Il Presidente ha la rappresentanza legale della Fondazione di fronte ai terzi e in giudizio ed esercita tutte le funzioni esecutive per legge attribuite all 'Amministrazione.

Inoltre il Presidente:
a) convoca il Consiglio di Amministrazione (con avviso scritto o telefonico almeno tre giorni prima, salvo casi d'urgenza) e lo presiede proponendo gli argomenti da trattare nelle rispettive adunanze;

b) firma gli atti e quanto occorra per l'esplicazione di tutte le iniziative che vengono deliberate;

c) sorveglia il buon andamento amministrativo della Fondazione;

e) cura l'osservanza dello Statuto; 

e) cura i rapporti con l'Autorità Tutoria.
 
 

Art. IX

DELIBERAZIONI DEL CONSIGLIO

a) Le adunanze del Consiglio di Amministrazione sono valide se è presente almeno la metà più uno dei membri che lo compongono, i quali possono farsi rappresentare con delega da altro membro ed ogni Consigliere non può rappresentare per delega che un solo membro.

b) Le deliberazioni sono prese con la maggioranza dell'ottanta per cento dei presenti a votazioni palesi, salvo per le questioni personali che lo sono a schede segrete.

è) I verbali delle deliberazioni del Consiglio di Amministrazione devono essere trascritti in ordine cronologico in apposito registro e devono essere sottoscritti dal Presidente e dal Segretario.
 
 

Art. X

SEGRETARIO, TESORIERE

Il Consiglio di Amministrazione nomina un Segretario ed un Tesoriere a norma dell'art. VII.

Il Segretario ed il Tesoriere sono scelti fra i membri del Consiglio di Amministrazione o tra i Soci del Rotary Club di Chivasso.

Durano in carica tre anni e sono rieleggibili.
 
 

Art. XI

REVISORI DEI CONTI

I Revisori dei Conti, in numero di tre effettivi e due supplenti, sono eletti o nominati dal Rotary Club di Chivasso fra i propri Soci.

Essi durano in carica tre anni e sono rieleggibili.
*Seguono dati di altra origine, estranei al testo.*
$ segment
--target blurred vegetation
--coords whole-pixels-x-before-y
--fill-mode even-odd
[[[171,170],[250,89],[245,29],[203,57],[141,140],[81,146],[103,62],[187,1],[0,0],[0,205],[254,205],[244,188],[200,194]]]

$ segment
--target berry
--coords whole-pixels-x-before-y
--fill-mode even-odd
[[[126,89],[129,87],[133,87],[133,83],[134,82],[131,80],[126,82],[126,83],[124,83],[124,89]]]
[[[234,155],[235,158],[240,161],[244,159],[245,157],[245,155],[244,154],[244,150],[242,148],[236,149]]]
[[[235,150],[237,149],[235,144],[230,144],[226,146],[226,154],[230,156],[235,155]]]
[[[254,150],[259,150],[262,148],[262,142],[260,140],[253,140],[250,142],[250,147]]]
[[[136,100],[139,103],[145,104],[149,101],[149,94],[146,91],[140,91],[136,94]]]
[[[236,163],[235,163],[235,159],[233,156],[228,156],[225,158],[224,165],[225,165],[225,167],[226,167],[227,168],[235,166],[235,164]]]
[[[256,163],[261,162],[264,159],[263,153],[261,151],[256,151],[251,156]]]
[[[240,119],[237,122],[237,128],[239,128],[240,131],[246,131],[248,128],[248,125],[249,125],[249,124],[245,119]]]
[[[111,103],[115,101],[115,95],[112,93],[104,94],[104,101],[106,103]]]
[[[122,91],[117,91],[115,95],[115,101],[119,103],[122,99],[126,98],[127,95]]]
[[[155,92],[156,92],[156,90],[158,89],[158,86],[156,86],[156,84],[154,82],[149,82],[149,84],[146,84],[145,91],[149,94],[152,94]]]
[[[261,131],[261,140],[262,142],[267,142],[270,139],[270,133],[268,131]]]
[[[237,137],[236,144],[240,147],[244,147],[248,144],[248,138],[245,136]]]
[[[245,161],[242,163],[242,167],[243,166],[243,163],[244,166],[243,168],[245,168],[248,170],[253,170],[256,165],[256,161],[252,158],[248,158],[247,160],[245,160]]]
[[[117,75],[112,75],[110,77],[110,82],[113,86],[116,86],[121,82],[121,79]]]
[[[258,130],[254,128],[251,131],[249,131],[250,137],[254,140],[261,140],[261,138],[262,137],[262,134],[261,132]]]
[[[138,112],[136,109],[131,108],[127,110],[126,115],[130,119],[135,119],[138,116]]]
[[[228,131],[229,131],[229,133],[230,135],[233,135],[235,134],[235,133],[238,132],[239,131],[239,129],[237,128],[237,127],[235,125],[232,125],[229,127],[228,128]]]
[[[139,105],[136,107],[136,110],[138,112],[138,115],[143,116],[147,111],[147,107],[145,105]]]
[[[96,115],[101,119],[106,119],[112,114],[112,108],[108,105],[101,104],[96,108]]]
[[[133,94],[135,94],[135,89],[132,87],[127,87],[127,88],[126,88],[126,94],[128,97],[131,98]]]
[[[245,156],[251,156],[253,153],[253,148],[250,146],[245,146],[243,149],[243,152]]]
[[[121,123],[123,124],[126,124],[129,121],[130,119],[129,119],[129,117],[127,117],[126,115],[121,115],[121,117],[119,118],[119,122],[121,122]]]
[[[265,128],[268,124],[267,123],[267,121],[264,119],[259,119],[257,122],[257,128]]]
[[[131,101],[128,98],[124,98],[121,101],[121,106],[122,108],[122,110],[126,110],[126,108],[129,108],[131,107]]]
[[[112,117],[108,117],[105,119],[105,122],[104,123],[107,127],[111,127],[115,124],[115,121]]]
I Revisori dei Conti nominano, nel loro ambito il Presidente del proprio Collegio.
 
 

Art. XII

ESERCIZIO FINANZIARIO

L'esercizio finanziario della Fondazione ha inizio il primo gennaio e termina il trentun dicembre di ciascun anno. Il primo esercizio ha inizio dal giorno della costituzione e termina al trentun dicembre dell'anno successivo.
 
 

Art. XIII

LEGISLAZIONE

La Fondazione per quanto è nel suo scopo agisce in conformità e adesione alle leggi emanate od emanande in materia di beneficenza, istruzione, educazione, cultura e, in particolare, di tutela e conservazione delle cose di interesse artistico, storico, archeologico e culturale.
 
 

Art. XIV

CASI DI ESTINZIONE

L'estinzione della Fondazione, oltreché nei casi previsti dalla legge, sarà determinata anche nel caso di impossibilità di costituire il Consiglio di Amministrazione per cessazione del Rotary Club di Chivasso.
 
 

Art. XV

DEVOLUZIONE DEL PATRIMONIO

Nel caso di estinzione della Fondazione per qualsiasi ragione o causa, il suo patrimonio deve essere devoluto al Rotary Club di Chivasso.